Le marché européen a été dominé par d’importantes opérations au premier semestre. La moitié vient de cessions de grands groupes
Antoine Landrot
Spie, valorisé à 2,1 milliards d’euros, constitue la transaction européenne la plus importante depuis le début de l’année (photo REA)
Spie, valorisé à 2,1 milliards d’euros, constitue la transaction européenne la plus importante depuis le début de l’année (photo REA)  - 

Le marché des acquisitions à effet de levier (leveraged buy-out, LBO) de grande taille a été particulièrement animé en Europe ces derniers mois. La France y a apporté une contribution déterminante, avec quatre transactions annoncées d’une valeur d’entreprise proche ou supérieure au milliard d’euros au cours du seul mois de mai : Compagnie Européenne de Prévoyance (900 millions), Foncia (1,02 milliard), Delachaux (1,08 milliard) et surtout Spie, valorisé à 2,1 milliards d’euros et qui constitue la transaction européenne la plus importante depuis le début de l’année. Ce montant hisse également la vente du groupe d’ingénierie électrique en troisième place au niveau mondial, selon les statistiques du consultant Preqin.

Le mois de juin a été plus calme à la veille des congés estivaux. Mais l’annonce hier de l’acquisition du britannique RAC par Carlyle auprès de l’assureur Aviva, pour un milliard de livres sterling (1,13 milliard d’euros), montre que l’appétit des équipes de capital-investissement n’est pas encore rassasié.

«Les années qui viennent promettent d’être excellentes pour le private equity. Les grandes entreprises sortent de cette crise différemment des précédentes: aujourd’hui leurs trésoreries sont pléthoriques et leurs résultats relativement bons. Elles vont devoir agir sur leur périmètre, sinon leurs actionnaires pourraient demander à toucher le cash. Les acquisitions ou les rapprochements étudiés seront sources d’opportunités, car ces opérations soulèveront des sujets de concurrence», explique un professionnel.

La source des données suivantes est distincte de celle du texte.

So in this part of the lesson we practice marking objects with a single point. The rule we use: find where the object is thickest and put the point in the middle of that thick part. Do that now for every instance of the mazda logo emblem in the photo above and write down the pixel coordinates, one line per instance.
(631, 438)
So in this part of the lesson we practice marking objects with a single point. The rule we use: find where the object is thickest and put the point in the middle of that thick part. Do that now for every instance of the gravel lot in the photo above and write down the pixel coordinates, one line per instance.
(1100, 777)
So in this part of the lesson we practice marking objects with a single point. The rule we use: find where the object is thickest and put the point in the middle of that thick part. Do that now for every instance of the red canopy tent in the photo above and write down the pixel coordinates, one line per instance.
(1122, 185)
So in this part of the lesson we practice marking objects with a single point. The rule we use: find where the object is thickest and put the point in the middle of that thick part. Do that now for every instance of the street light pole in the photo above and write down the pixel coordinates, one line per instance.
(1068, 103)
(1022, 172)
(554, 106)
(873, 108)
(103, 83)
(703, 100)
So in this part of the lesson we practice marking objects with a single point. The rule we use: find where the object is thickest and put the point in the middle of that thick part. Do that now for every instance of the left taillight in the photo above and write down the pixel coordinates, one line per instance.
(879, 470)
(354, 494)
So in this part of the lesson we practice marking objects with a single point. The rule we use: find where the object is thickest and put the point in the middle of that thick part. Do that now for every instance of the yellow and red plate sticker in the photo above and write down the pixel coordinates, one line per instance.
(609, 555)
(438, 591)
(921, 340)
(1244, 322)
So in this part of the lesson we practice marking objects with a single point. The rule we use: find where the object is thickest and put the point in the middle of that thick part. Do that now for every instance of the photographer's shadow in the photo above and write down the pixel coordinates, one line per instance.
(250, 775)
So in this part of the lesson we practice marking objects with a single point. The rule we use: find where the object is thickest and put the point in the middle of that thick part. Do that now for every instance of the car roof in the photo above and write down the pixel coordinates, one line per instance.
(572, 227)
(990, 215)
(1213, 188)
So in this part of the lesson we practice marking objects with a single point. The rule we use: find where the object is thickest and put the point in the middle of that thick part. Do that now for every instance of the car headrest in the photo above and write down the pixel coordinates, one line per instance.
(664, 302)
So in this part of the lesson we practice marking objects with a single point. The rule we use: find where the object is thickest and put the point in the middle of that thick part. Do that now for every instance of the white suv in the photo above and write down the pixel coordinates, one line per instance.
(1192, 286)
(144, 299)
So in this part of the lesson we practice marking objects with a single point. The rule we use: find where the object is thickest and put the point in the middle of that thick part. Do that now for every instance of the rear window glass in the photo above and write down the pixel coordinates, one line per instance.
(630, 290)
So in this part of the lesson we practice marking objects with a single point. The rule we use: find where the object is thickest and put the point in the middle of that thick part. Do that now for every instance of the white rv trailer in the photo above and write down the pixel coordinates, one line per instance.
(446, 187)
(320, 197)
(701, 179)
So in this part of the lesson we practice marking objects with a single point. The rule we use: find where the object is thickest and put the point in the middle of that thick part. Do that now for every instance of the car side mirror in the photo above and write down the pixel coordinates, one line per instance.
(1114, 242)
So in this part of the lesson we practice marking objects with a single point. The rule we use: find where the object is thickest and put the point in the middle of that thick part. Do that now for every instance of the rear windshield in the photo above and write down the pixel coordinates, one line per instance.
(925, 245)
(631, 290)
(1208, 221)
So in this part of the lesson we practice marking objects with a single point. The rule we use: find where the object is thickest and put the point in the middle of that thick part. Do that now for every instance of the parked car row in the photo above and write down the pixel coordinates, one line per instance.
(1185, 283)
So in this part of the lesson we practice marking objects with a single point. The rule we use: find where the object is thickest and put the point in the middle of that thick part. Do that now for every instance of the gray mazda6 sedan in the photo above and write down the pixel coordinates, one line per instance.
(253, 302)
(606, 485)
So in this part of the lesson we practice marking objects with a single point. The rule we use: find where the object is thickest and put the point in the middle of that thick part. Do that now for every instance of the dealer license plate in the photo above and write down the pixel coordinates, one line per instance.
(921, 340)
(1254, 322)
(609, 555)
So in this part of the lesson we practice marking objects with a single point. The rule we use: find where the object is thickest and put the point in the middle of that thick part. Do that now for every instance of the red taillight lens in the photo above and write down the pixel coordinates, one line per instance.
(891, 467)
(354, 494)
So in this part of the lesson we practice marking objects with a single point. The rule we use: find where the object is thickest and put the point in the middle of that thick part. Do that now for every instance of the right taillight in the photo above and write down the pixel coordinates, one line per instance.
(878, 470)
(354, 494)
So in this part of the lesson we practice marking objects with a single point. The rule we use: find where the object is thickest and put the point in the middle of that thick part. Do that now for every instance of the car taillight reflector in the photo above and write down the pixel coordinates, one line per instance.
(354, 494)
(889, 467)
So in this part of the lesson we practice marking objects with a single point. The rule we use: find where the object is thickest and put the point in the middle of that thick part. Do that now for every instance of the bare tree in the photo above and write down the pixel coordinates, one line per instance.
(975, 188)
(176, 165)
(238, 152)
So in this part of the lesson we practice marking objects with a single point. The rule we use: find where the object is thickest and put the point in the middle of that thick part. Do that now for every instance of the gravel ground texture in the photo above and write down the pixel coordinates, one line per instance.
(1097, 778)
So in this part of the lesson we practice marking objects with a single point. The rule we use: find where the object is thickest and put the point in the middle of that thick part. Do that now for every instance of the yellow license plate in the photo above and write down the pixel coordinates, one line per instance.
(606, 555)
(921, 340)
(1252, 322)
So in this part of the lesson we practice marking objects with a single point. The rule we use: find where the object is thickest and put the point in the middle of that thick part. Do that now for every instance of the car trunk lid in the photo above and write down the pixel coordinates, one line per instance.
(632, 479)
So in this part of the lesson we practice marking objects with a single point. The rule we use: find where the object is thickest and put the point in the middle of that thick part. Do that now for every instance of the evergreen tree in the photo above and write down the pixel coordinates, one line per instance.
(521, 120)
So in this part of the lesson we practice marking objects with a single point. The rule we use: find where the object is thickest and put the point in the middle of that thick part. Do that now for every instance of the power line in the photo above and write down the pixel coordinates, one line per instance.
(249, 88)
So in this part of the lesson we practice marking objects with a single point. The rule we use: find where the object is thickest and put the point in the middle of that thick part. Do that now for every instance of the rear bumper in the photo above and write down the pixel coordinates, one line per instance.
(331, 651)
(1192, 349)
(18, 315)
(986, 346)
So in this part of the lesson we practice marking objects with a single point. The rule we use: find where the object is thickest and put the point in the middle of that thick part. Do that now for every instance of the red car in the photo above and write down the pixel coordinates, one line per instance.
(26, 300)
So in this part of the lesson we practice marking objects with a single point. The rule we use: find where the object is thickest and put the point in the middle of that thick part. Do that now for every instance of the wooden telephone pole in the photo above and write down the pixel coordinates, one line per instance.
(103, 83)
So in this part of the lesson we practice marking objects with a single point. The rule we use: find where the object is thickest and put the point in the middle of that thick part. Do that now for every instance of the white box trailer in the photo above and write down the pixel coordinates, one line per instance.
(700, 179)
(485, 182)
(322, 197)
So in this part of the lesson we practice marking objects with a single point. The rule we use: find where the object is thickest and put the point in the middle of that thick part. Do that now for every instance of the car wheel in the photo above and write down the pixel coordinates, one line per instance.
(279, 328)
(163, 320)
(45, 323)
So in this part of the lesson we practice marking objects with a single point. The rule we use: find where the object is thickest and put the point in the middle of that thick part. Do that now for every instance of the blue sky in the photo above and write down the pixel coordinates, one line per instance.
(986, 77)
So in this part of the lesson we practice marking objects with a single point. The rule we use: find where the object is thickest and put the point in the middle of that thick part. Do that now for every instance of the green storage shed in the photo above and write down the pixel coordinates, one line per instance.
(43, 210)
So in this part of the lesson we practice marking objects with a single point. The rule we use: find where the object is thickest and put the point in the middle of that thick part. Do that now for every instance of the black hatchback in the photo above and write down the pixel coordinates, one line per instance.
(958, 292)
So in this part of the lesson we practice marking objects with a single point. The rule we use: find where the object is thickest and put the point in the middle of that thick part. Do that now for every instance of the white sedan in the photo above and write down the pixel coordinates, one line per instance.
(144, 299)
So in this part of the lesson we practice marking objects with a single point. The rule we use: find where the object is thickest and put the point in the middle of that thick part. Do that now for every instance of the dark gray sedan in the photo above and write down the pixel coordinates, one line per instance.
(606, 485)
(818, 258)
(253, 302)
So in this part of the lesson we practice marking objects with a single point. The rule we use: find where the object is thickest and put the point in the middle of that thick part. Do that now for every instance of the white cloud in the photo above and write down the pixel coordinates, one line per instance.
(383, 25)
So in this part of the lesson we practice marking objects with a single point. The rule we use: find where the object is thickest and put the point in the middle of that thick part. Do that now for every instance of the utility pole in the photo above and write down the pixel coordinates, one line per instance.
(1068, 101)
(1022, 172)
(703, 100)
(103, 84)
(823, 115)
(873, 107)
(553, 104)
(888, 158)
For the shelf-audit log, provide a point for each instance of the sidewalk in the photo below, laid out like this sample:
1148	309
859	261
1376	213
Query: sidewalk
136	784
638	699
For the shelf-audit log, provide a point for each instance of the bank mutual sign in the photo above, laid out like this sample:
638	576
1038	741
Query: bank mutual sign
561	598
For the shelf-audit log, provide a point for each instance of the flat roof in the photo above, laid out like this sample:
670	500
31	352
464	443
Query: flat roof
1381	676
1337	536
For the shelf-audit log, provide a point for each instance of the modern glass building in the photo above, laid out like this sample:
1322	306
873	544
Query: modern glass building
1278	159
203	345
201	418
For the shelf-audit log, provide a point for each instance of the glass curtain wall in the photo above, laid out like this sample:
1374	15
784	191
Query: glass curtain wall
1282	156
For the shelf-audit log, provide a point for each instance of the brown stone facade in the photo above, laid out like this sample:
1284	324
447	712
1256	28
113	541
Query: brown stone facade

A cela s’ajoutent les besoins de fonds propres du secteur financier dans plusieurs pays d’Europe (le Royaume-Uni, les Pays-Bas, l’Espagne, etc.).

Plusieurs des grandes transactions observées depuis le début de l’année sont d’ailleurs des spin-off ou carve-out (cessions plus ou moins complexes de grands groupes): dans la liste d’opérations (voir tableau), elles en représentent 7 sur 15.

Les difficultés de transmission des entreprises familiales pourraient également être une source de LBO à l’avenir, mais d’une taille en général plus modeste puisqu’elles correspondent à des PME. Exception ce semestre, la vente de l’équipementier ferroviaire Delachaux par ses actionnaires familiaux (suivie d’un réinvestissement partiel) à CVC Capital Partners.